Gideon’s Promise

By Margaret M. Walker, Dutchess County Public Defender

In honor of “Gideon day,” celebrating the United States Supreme Court decision, Gideon v. Wainwright, dated March 18, 1963…

Etched above the entrance to the United States Supreme Court is the phrase, “Equal Justice Under Law.” These words are both an ideal and a promise. An ideal that the quality of justice should never be based on impermissible factors such as race, religion, national origin, gender, sexual orientation or the amount of money you have. A promise of our society’s abiding commitment to provide equal justice for all.

The Sixth Amendment of the United States Constitution, ratified in 1791, gave citizens certain rights in criminal trials, including the right to counsel. Some may not realize that prior to 1963, that right only applied in the federal courts, not in state criminal trials. Local defendants who could afford to pay a lawyer could retain one, of course, but if someone did not have enough money, they could be tried and convicted without a lawyer in the state courts.

It was not until 1963 that the United States Supreme Court decided in the landmark case of Gideon v. Wainwright that the Sixth Amendment right to counsel applies in every court in the land. They did this by determining that the Fourteenth Amendment to the Constitution, which provides all citizens with “equal protection under the laws,” includes the Sixth Amendment Right to Counsel. The story leading to one of the most important legal rulings ever decided by the Nation’s Highest Court is an iconic American tale.

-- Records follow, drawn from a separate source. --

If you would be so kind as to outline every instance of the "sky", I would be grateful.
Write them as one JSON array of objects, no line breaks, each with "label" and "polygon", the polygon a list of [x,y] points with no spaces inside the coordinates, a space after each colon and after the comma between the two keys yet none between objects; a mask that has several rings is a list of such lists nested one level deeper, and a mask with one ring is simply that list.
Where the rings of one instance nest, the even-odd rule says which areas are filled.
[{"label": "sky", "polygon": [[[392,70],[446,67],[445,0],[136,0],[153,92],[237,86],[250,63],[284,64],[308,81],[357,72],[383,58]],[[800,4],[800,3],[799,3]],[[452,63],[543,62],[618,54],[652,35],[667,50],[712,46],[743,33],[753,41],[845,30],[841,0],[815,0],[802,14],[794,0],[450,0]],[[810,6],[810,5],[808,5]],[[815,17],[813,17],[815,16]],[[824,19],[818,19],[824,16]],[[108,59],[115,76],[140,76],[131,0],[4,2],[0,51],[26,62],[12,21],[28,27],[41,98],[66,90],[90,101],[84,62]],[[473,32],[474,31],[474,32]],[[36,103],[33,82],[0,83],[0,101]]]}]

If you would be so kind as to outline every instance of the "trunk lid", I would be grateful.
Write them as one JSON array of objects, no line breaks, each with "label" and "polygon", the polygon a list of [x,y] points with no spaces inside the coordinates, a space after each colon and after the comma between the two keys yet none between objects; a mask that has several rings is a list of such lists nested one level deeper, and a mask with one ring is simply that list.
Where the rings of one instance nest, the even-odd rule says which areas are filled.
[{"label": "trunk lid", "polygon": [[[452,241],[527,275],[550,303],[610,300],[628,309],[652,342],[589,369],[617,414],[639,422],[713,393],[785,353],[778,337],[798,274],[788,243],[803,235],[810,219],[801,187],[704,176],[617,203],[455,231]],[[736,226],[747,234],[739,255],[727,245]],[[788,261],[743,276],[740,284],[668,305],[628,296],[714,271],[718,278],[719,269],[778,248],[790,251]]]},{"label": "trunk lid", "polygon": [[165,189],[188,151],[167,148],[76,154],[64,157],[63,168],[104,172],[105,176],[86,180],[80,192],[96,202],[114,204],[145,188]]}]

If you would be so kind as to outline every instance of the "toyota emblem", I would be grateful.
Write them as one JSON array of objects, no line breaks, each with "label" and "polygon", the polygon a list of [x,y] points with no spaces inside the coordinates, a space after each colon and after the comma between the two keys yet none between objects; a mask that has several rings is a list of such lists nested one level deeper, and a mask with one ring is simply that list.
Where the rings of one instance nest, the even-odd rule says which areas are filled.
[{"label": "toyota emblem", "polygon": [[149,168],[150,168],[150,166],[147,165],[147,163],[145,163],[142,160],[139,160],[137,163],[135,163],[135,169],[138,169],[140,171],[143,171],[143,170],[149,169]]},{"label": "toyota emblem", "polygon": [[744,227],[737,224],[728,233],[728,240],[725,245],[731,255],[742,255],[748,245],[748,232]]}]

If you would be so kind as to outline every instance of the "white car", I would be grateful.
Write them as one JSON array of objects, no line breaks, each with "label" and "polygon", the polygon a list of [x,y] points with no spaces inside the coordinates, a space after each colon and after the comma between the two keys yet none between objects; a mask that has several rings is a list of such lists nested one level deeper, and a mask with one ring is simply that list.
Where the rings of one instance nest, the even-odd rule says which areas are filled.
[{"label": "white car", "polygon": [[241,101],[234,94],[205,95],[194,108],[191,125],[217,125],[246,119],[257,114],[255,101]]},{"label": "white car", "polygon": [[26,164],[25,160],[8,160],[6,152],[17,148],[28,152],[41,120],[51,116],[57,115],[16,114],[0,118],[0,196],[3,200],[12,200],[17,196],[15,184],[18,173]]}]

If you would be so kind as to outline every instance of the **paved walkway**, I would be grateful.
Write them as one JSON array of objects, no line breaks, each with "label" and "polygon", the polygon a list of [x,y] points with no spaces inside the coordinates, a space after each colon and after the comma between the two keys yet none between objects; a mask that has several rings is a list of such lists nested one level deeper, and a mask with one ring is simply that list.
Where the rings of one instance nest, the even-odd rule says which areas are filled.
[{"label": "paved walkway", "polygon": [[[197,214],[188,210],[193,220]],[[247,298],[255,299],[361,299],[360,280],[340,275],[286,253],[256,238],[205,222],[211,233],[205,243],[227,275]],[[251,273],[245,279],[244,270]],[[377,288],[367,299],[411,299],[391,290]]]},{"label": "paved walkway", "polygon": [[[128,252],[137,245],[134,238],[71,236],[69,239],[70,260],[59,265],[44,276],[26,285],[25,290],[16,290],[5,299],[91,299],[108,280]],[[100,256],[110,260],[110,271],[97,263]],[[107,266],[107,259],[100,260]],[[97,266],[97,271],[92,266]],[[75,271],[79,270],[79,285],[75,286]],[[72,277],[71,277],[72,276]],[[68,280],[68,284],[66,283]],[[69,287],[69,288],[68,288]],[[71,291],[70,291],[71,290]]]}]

In the summer of 1961, Clarence Earl Gideon faced a criminal trial in a state court in Florida, on charges that he broke into a poolroom and stole coins from a cigarette machine. He asserted his innocence and requested a lawyer. That request was denied because, at the time, there was no right to a court-appointed lawyer barring certain special circumstances. Gideon cross-examined the state’s witnesses himself, without knowing the complexities of the criminal procedure law. He was basically a lifelong drifter at the age of 51, with an eighth-grade education. He was found guilty and sentenced to five years in prison.

Writing from his prison cell in Florida, he sent a handwritten petition to the United States Supreme Court arguing that the Constitution does not allow poor people to be convicted and sent to prison without legal representation. The time was finally right for this argument.

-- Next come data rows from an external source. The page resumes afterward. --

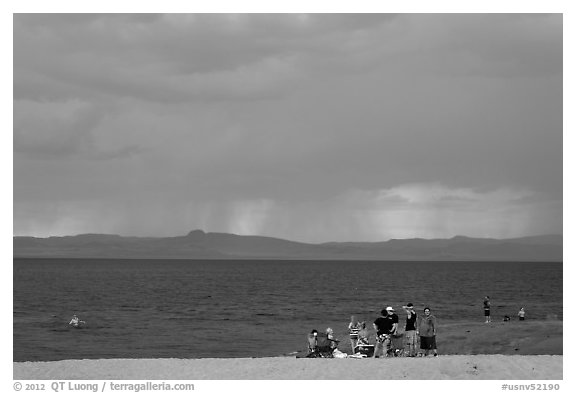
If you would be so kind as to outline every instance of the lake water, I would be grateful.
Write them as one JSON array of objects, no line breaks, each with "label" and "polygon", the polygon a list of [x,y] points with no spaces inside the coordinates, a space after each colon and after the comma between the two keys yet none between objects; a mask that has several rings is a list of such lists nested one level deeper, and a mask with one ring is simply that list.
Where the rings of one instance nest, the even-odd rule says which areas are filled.
[{"label": "lake water", "polygon": [[[562,319],[562,263],[15,259],[14,361],[278,356],[350,315]],[[73,314],[87,322],[73,329]],[[399,313],[401,320],[403,314]],[[402,322],[403,324],[403,322]],[[347,341],[344,348],[347,348]]]}]

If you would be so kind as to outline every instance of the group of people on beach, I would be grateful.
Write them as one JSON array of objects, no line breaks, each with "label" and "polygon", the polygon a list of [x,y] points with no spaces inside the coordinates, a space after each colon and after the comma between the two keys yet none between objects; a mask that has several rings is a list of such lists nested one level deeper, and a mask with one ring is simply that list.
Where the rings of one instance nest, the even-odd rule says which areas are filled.
[{"label": "group of people on beach", "polygon": [[[486,296],[483,302],[485,322],[492,322],[490,316],[490,297]],[[404,322],[404,334],[399,332],[399,317],[393,307],[388,306],[381,311],[381,316],[376,318],[372,326],[376,331],[376,343],[371,345],[366,322],[359,322],[356,316],[350,317],[348,332],[352,354],[358,354],[363,348],[373,347],[372,357],[390,356],[438,356],[436,347],[437,323],[432,315],[430,307],[424,307],[422,315],[414,310],[414,305],[408,303],[402,306],[406,313]],[[518,311],[518,320],[524,321],[526,311],[522,307]],[[506,321],[506,319],[504,319]],[[508,317],[508,320],[510,318]],[[328,328],[328,336],[333,338],[333,331]],[[420,345],[418,345],[418,343]],[[371,351],[370,351],[371,352]]]},{"label": "group of people on beach", "polygon": [[[398,356],[399,354],[415,357],[428,356],[430,353],[433,356],[438,356],[436,349],[436,317],[432,315],[430,307],[424,307],[423,315],[420,316],[414,311],[412,303],[408,303],[402,308],[406,312],[402,348],[392,345],[395,338],[395,342],[397,342],[397,339],[402,336],[398,330],[398,315],[393,307],[388,306],[381,311],[381,316],[376,318],[372,324],[376,331],[376,343],[372,357],[390,357]],[[366,322],[358,322],[354,315],[351,316],[348,332],[353,354],[360,352],[363,347],[370,346]],[[418,348],[418,339],[420,340],[420,348]]]}]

On March 18, 1963, Justice Hugo Black, writing for a unanimous Court, stated: “….reason and reflection require us to recognize that in our adversary system of criminal justice, any person haled into court, who is too poor to hire a lawyer, cannot be assured a fair trial unless counsel is provided for him. This seems to us an obvious truth….” and this right “may not be deemed fundamental and essential to fair trials in some countries, but it is in ours.”

At his retrial, with a lawyer, Gideon was acquitted. Ever since, it is accepted that the right to counsel is essential. The concept is easy to accept, from an objective perspective of fairness. What remained was the question of what level of government would pay for these lawyers to represent the vast number of criminal defendants who could cannot afford to hire a lawyer.

The states proceeded to handle the creation of their public defense systems very differently. Some created a unified, statewide Public Defender office. New York State, two years after Gideon, enacted County Law Article 18-B in 1965, which became a dysfunctional guarantee of the right to counsel insofar as that law mandated New York’s 62 counties to fund their own systems of public defense. Compensation rates for county-provided lawyers were variable and often not enough to provide truly meaningful representation. To that point, a 2001 expose in the New York Times called New York’s public defense system one of “Drive-by Legal Defense.” (April 12, 2001 N.Y. Times headline).

New York State, having left it to the counties to choose a system of their own, now has a hodgepodge of public defense systems, from county public defender offices, to contracts with Legal Aid Societies, to private attorney panels. Today, 61 years after Gideon, implementation of the Sixth Amendment right to counsel remains uneven across the state and nation, and people who cannot afford counsel are regularly denied their basic right to a qualified attorney, resulting in unjust verdicts.

It is a challenging task, indeed, to bring to life the promise of Gideon v. Wainwright – the dream in which every person charged with a crime will be capably defended, regardless of economic circumstance. Public trust in the legal system is still shaken by tales of wrongful convictions and the exoneration of the innocent after serving years in prison. All too often, the quality of justice people receive is determined by how much money they have.

The Supreme Court later expanded the right to assistance of counsel for children in juvenile delinquency proceedings and to any accused person where there is potential for the loss of liberty. In 2010, New York State created the Office of Indigent Legal Services to assist county governments and indigent legal service providers to improve the quality of legal representation. The funds provided by that Office were deeply needed and made all the difference.

We are most fortunate in Dutchess County to have a public defender office with experienced and dedicated full-time criminal and family defense lawyers, as well as investigators, social workers, and a legal support staff which deliver on Gideon’s promise every day.

Gideon stands as a milestone in American constitutional law. It affirms the principle of equal justice under the law, the most fundamental aspiration of our legal system. It represents the kind of legal system we would like to have and the kind of society we aspire to be.

As we cherish the ideal, we must continue to deliver on the promise.